More investment capacity
In Fund 1, NAP typically has acquired 25% to 40% stakes, but for its next fund the firm will target as big a stake as possible, Bach Sørensen says, adding that looking back, “Fund 1 has in reality been too small for our highly operational investment model.”
“Essentially, we have been minority investors acting as majority owners with all the operationality that comes with deploying ambitious growth targets and strategies. Our sweet spot will increase significantly for our next fund, and while I can’t say much on a new fund, we are currently preparing for the next phase,” Bach Sørensen says.
While investors in Fund 1 included large Danish LPs such as ATP and Vækstfonden, a potential new fund is likely to attract the attention of international LPs. However, the GP did not want to elaborate further on the presence of new or existing LPs, meetings taking place, or the size of commitments.

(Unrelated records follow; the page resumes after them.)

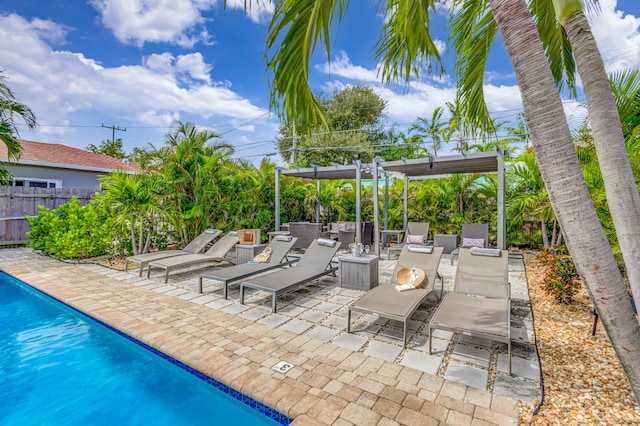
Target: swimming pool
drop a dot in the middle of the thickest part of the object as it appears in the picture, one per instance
(61, 367)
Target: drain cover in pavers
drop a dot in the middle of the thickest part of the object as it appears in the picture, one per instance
(327, 307)
(517, 387)
(438, 346)
(313, 316)
(254, 314)
(234, 308)
(393, 335)
(335, 321)
(323, 334)
(296, 326)
(471, 354)
(529, 369)
(274, 320)
(308, 302)
(475, 341)
(216, 303)
(350, 341)
(467, 375)
(365, 329)
(385, 351)
(422, 361)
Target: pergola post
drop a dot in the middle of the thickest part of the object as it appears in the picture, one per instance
(405, 219)
(376, 209)
(502, 184)
(277, 212)
(318, 202)
(358, 199)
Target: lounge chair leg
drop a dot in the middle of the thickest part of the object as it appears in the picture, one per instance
(404, 335)
(241, 294)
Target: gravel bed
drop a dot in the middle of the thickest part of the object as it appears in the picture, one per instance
(583, 380)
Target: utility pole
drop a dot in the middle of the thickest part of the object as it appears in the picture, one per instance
(113, 131)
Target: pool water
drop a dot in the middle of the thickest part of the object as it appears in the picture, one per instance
(60, 367)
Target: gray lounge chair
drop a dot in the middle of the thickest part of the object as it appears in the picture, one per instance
(413, 228)
(385, 301)
(216, 254)
(196, 245)
(480, 304)
(315, 263)
(476, 231)
(280, 246)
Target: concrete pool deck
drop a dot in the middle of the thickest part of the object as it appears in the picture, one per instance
(362, 378)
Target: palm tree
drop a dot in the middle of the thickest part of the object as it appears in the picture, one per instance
(9, 109)
(560, 169)
(193, 169)
(404, 43)
(608, 139)
(135, 199)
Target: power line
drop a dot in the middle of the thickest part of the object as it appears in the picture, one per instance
(113, 131)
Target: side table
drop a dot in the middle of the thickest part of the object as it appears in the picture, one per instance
(358, 272)
(274, 234)
(246, 252)
(448, 241)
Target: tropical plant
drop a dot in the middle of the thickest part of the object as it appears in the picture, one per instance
(622, 193)
(194, 172)
(136, 202)
(404, 45)
(72, 231)
(9, 109)
(354, 117)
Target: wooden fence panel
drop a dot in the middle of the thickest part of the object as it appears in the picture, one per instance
(16, 202)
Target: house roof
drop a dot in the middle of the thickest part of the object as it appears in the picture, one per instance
(62, 156)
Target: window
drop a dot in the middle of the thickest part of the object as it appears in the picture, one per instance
(37, 183)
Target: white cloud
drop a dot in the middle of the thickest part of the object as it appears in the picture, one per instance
(137, 22)
(162, 88)
(259, 11)
(341, 66)
(617, 35)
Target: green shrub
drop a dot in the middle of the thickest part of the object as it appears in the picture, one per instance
(561, 277)
(72, 231)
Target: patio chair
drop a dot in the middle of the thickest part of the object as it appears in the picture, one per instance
(315, 263)
(385, 301)
(416, 233)
(280, 246)
(473, 235)
(216, 254)
(195, 246)
(305, 232)
(479, 305)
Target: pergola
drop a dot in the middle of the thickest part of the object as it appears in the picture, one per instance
(421, 168)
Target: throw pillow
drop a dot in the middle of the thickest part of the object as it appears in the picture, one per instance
(472, 242)
(415, 239)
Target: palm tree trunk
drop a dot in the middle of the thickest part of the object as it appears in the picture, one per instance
(560, 169)
(545, 236)
(619, 183)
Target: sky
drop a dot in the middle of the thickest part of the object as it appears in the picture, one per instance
(91, 70)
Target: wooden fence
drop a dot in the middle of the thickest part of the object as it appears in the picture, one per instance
(16, 202)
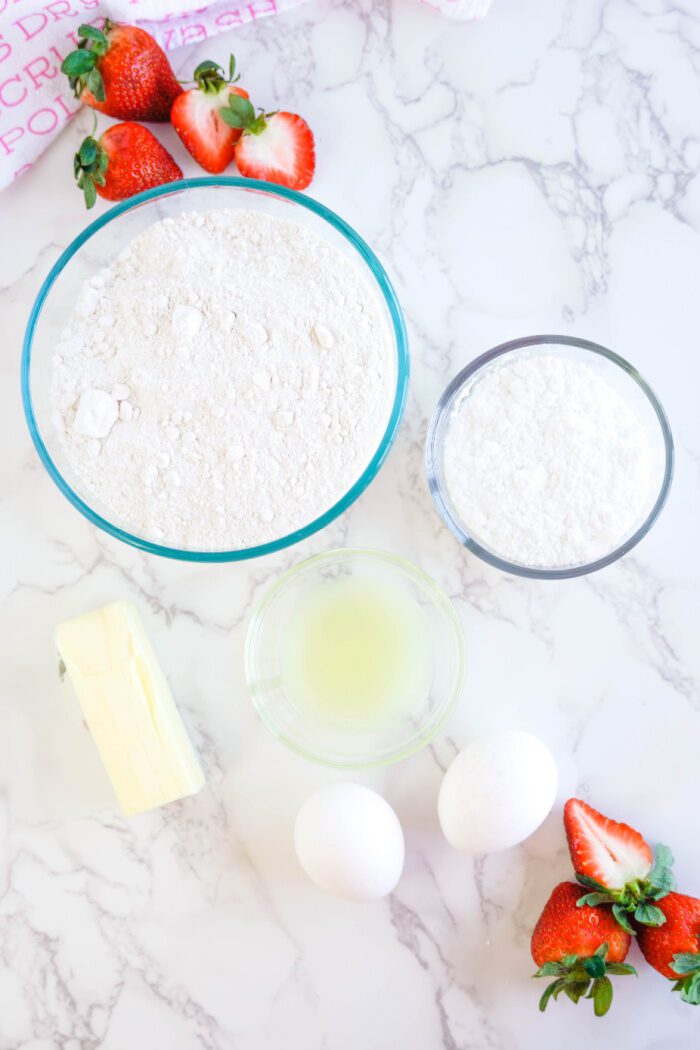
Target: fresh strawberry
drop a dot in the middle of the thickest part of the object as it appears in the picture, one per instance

For Bach Sørensen, Fund 1 was about proving that the math works and that the value creation model could propel hard-tech hypergrowth while reducing risks found in early-stage greentech businesses. Based on the learnings from Fund I, NAP’s partner team believe that a larger fund with a similar number of investments is more suitable for their model.
“A key learning from fund 1 is that scaling greentech is more capex-intensive than expected, which was one of the reasons we took two of our assets public last year. In our next fund, it is key for us to have a larger investment capacity to fuel our investments than we could on fund 1. This is where we will now prove the concept and emphasize our containment, Bach Sørensen explains.
There is also a “strong rationale” for expanding NAP’s geography slightly, he said. While NAP is already present in Denmark, Sweden and Germany, a new fund could see the GP extend outwards into the Nordics and the DACH region more broadly.
Sustainable investments
One element that will not change going forward is NAP’s underlying thesis, which Bach Sørensen refers to as “economic sustainability”, or “green transformation based on free market terms”. He says there is unseen growth potential associated with greentech companies with healthy business models independent of regulatory dynamics and subsidies.
This thesis is also why Fund 1 is made up of 100% sustainability investments, and chances are that a future fund will follow the same principles.
“Private equity is in many ways paving the road to a green transition. Not only because of the natural responsibility of alternative investments, but because of private equity’s expertise in fueling transformations,” Bach Sørensen says.
NAP is taking its sustainability focus one step further, with the co-founding partner saying that a future fund is expected to attain SFDR Article 9 classification.
“There is no doubt that being able to demonstrate high portfolio growth and value developments while delivering solid climate impact within cleantech investments, provides an attractive opportunity to raise capital in these times, and we expect interest from new LPs to be high,” Bach Sørensen says.